Understanding the umbrella

by Lorien E. Menhennett

I quickly snapped this picture while walking to the hospital this morning.

In Chicago, where I spent most of my life, “winter” means having to dig your car out from a mountain of snow and bundling up against sub-zero windchills. In New York, I’ve seen people wearing down jackets and gloves when the temperature plummets to *gasp* 50 degrees. When I see these people, I chuckle to myself.

“Wimps,” I whisper under my breath. “They think this is cold?”

But finally, today, we got a real winter day in New York City. It’s been snowing for hours now, with several inches predicted. And it’s coming down pretty hard, even by this Chicagoan’s lofty standards.

For perhaps the third time this winter (not counting the days I spent with my family in Chicago over Christmas), I donned my long, down coat. For the first time this year, I tugged on my heavy snow boots. (And was reminded just how heavy they are.)

As I trudged down the slick sidewalk toward the hospital, I wondered how those people who wore parkas in 50-degree weather were doing. I hoped they were surviving. I thought about how ridiculous all this thick, winter garb looks on everyone, but how no one cares (or laughs) because we’re all just trying to stay warm.

In New York, some people attempt to fight the snow with an umbrella. I took this picture to prove it.

And then I saw the umbrella.

Yes, the umbrella. I’d forgotten about the umbrella.

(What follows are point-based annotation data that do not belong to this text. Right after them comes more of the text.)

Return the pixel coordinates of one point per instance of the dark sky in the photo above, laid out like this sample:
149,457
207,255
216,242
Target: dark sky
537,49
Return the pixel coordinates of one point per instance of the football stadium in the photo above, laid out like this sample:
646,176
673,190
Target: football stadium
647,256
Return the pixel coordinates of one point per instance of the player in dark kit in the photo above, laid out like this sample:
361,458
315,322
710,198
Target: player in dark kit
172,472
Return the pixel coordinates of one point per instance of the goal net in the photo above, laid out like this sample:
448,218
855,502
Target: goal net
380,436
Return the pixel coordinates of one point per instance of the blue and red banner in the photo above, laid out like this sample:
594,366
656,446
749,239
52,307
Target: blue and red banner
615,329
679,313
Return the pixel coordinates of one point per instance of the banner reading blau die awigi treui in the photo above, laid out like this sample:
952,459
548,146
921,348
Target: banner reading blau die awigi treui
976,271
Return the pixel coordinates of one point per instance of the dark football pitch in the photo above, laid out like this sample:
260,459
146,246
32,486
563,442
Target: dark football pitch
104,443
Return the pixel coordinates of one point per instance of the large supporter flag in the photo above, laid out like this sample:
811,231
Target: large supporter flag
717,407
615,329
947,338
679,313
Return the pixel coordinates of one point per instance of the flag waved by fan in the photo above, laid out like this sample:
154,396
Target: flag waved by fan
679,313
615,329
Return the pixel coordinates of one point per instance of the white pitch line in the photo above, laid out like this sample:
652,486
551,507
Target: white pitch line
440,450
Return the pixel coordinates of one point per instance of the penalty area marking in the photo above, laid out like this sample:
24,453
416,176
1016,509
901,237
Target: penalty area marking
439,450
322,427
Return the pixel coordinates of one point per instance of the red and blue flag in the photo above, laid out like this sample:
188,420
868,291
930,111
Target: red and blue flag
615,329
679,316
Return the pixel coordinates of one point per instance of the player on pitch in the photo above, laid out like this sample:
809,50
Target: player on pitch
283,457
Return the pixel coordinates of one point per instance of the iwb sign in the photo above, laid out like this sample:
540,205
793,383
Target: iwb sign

Different cultures handle adversity in different ways. New York City definitely qualifies as a separate culture. It’s practically a foreign country. And as I was reminded today, some New Yorkers handle the adversity of blowing snow by shielding themselves with umbrellas.

When confronted with this fact, I did exactly what I’d told myself we don’t do in winter: laugh at how people were coping with the weather. It just looks so ridiculous. This is not rain, people! It’s not falling straight down. It’s not even falling sideways. In this wicked wind, it’s swirling and blowing in every possible direction. The only way to truly protect yourself from being pelted is to hail a taxi. And lord knows how rush hour traffic in Manhattan is when it snows.

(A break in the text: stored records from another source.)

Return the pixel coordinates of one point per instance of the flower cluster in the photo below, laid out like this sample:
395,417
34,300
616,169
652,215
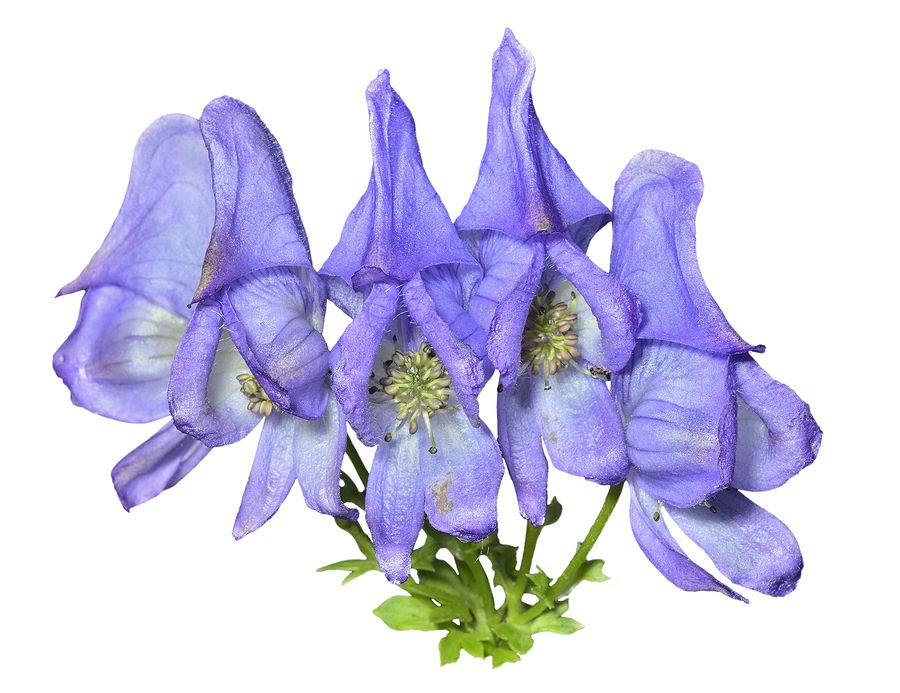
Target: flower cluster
203,307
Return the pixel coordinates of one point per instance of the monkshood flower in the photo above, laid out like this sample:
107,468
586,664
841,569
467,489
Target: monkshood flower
407,371
134,310
557,323
703,419
253,349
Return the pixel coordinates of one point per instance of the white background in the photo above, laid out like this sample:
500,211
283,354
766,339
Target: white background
789,111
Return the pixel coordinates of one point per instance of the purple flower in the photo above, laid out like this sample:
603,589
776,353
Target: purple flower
253,349
703,419
134,311
408,369
557,323
236,360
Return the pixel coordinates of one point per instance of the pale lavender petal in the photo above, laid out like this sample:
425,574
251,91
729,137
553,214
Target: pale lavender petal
660,547
617,312
749,545
400,225
581,426
205,397
519,434
395,504
157,464
680,410
465,367
504,345
156,244
776,433
654,253
353,358
116,362
268,317
320,453
257,224
525,186
273,473
462,479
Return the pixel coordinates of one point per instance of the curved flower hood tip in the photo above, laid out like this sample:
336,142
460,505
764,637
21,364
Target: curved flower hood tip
557,323
409,368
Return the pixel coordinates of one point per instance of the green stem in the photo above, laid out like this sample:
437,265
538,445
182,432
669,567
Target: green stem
570,575
514,598
357,463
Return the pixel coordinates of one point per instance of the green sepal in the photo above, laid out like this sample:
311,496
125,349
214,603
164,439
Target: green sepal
516,636
354,566
554,512
413,613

This is the thing about New York, though. Walking these streets, you see a little bit of everything. Everything from a woman wearing a turkey stuffed animal on her head to a guy strolling down the sidewalk in shiny-cotton-candy-pink spandex to commuters hiding under umbrellas in the falling snow. Sometimes you’ll stare, laugh, or shake your head. Sometimes another person stares, laughs, or shakes their head at you, because they think you’re the weird one. Somehow the city survives on this invisible undercurrent of understanding that we’re all a little weird, all a little different, and that’s ok. It’s actually pretty cool. Even if you carry an umbrella in the snow.